Talk about bad timing/choice/luck.
When Elie made teh choice for them to evacuate with everyone else, Elie's father had said that he hoped that they wouldn't regret that choice. This is ironic because Elie must regret making the choice to go instead of stay, because by the end of the war, Elie's father will die. If Elie decided that they stay, they could've saved themselves from running 25 miles and other forms of suffering, and his father would be alive. In the end, Elie does regret his choice.

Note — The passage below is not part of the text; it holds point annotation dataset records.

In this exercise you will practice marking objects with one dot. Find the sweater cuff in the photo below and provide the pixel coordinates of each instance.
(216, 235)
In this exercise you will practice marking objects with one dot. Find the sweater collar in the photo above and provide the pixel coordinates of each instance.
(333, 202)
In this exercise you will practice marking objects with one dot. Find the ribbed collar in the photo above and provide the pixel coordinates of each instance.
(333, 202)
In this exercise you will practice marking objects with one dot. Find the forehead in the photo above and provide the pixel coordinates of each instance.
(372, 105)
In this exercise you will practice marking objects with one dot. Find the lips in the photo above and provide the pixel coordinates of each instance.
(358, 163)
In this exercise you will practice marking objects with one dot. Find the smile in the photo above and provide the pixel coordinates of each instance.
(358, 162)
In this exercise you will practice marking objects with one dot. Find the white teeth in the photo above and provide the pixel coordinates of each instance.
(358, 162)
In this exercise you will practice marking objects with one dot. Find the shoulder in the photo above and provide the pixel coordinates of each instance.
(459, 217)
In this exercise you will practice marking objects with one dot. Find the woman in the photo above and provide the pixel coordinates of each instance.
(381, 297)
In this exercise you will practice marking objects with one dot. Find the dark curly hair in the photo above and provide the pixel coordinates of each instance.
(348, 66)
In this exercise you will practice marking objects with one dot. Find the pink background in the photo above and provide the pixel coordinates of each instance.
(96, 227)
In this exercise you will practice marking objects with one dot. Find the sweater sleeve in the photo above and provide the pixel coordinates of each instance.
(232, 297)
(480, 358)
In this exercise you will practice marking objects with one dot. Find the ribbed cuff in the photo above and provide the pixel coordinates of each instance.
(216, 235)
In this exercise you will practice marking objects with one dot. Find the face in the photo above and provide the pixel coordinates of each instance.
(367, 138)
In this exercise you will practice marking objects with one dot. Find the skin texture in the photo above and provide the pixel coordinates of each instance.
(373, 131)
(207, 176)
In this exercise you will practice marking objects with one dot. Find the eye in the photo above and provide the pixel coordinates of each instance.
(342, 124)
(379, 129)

The next day, they evacuate camp. The Blockalteste orders them at the last minute to clean the block. He said that it was so the Russians knew that men stayed there, not pigs. Elie seemed to scoff that they were even men at all, after being dehumanized so much. The Blockalteste wanted them to know they may be dehumanized a lot, but they still had their dignity. They left camp at night. During the march, which turned into a run, many of the inmates couldn't keep up with the pace that the SS wanted, so they were killed on the spot. Elie was tempted to just stop running and die, how easy that wouldn't been, but he and his father stayed together. By morning, they had run about 15 miles and were at an abandoned village, where they had to sleep outside in the cold. Elie and his father took turns sleeping so they wouldn't get hypothermia. Elie slept first, and after his turn was done, it was his father's. When Elie woke him up, he had a smile on his face that Elie would always remember. His father must've been dreaming about their life before the concentration camps, or about being liberated and having a better life. It's sad that he won't live to see the Jews be liberated. It's truly amazing how more inmates lived than died on that run. They were starving, weak, in horrible shape, and they had to consecutively run 20 miles in the freezing cold, because their survival depended on it. They have an incredible will to live, to be running with all of those conditions. This makes us running the mile in gym seem a little petty. I might try to complain less when we run the mile again.